Embedding retrieval is super slow

I am currently storing embeddings of 1536 dimensions under “embeddings” tag in documents and I want to quickly filter through the documents and retrieve all the embeddings (around a few hundred), this process is very slow (takes ~50s) cold, is there anyway to speed this up or is this the nature of retrieving a lot of embeddings at 1536 dims each?

I retrieving for visualization purposes so I will be performing dim reduction w/ TSNE after retrieval, is mongo able to do the dim reduction?

I am using the free M0 cluster right now.

Hi @Acadia_AI!

Thank you for submitting the question. We are in the process of releasing a page within our docs that should help with performance tuning considerations, but I should be able to answer this before that goes out, and will link to it here as well when it is released.

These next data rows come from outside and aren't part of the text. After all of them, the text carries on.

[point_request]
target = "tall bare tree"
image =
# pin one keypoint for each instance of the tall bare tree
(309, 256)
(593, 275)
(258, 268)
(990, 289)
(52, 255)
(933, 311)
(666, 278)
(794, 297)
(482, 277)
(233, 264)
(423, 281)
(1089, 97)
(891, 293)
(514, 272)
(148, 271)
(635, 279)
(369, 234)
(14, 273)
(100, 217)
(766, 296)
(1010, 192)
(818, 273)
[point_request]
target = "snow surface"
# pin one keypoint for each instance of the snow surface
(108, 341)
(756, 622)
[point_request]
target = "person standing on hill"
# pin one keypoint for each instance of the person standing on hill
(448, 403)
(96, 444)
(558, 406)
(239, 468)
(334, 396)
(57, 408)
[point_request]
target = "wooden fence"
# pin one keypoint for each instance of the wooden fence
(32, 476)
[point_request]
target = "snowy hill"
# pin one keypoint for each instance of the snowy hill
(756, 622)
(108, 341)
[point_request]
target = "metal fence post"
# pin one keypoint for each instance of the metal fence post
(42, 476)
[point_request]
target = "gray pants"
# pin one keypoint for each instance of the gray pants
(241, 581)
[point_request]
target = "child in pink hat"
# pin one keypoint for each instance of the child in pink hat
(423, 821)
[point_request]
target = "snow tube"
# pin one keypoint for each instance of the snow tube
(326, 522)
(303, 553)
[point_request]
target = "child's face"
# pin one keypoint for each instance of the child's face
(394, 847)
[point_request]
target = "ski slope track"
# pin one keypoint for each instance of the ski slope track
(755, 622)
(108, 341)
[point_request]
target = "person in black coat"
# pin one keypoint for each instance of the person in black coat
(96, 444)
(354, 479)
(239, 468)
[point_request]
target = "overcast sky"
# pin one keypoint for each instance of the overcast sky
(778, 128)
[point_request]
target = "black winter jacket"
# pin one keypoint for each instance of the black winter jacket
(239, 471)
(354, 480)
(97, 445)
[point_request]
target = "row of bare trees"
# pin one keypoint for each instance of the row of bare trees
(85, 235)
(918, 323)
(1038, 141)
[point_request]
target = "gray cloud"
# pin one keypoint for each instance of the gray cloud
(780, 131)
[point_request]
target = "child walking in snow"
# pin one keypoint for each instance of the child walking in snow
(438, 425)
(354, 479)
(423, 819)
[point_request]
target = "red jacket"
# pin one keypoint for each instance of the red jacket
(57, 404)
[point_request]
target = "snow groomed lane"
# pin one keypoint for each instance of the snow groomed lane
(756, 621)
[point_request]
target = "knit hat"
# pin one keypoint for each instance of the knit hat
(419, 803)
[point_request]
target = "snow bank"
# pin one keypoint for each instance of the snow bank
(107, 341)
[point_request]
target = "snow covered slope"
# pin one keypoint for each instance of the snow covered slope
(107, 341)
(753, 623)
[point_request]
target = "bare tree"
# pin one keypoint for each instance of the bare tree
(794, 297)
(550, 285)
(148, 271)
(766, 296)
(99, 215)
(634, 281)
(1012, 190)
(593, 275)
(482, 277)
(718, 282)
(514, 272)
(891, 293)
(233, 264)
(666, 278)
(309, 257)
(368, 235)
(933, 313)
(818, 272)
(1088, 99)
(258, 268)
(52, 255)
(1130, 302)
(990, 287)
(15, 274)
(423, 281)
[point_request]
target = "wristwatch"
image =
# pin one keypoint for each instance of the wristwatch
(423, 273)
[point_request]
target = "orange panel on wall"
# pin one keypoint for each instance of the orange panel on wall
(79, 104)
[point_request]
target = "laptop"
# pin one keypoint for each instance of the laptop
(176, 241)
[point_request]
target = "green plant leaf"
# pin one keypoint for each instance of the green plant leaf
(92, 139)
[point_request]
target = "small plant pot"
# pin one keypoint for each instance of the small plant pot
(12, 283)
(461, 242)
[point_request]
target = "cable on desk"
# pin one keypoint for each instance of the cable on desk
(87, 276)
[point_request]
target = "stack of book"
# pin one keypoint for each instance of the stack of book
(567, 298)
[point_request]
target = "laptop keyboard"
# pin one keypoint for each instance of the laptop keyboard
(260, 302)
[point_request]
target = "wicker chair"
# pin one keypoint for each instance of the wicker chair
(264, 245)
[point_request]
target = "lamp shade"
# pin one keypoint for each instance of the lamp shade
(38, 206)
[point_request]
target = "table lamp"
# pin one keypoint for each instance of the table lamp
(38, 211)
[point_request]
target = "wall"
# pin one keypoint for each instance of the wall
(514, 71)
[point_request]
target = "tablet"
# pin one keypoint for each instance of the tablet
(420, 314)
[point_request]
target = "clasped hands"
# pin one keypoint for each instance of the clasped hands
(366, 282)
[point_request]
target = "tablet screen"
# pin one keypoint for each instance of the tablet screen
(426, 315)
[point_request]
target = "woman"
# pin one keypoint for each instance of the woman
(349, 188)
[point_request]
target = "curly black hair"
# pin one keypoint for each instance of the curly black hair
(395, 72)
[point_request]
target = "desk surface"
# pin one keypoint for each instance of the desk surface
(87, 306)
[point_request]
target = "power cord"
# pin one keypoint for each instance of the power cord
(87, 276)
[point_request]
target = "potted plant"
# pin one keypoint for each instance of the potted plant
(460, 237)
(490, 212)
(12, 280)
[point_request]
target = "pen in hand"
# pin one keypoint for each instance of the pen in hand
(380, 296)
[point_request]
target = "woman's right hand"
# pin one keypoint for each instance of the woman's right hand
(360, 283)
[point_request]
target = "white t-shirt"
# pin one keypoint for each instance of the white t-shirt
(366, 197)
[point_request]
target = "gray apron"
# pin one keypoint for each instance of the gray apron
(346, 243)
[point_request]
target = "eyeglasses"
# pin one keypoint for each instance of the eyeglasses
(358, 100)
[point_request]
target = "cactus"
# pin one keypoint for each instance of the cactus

I suspect the problem you’re seeing has less to do with dimensionality, and more with going to disk for vector retrieval. The HNSW indexes we use for vector retrieval are very good for CRUD operations and low-latency, accurate approximate nearest neighbor retrieval, but require random access reads of vector values on disk corresponding to the vectors traversed in the structured graph. This means that random access reads are served much, much more quickly when done from memory, rather than from disk, so to ensure subsecond query latency you’d want to make sure that you have enough memory available on your cluster for filesystem cache. A 1536 dimension vector should occupy about 12 kb of space in memory, and ~50% of the available memory in a M0 cluster should be available for filesystem cache to serve those vectors. After a brief warmup period with some representative queries, you will see in your cluster metrics that Disk read IOPS should go to 0 once vectors have been loaded into cache, and future vector reads should all go to memory.

Dedicated search nodes, the recommended way of running our system in production, automatically page vectors into memory, so you shouldn’t have to prewarm the cache in the same way, and should see subsecond performance on all queries provided enough memory is available. In that setting, 80% of RAM can be used, and it should be available at lower cost using the low-cpu option.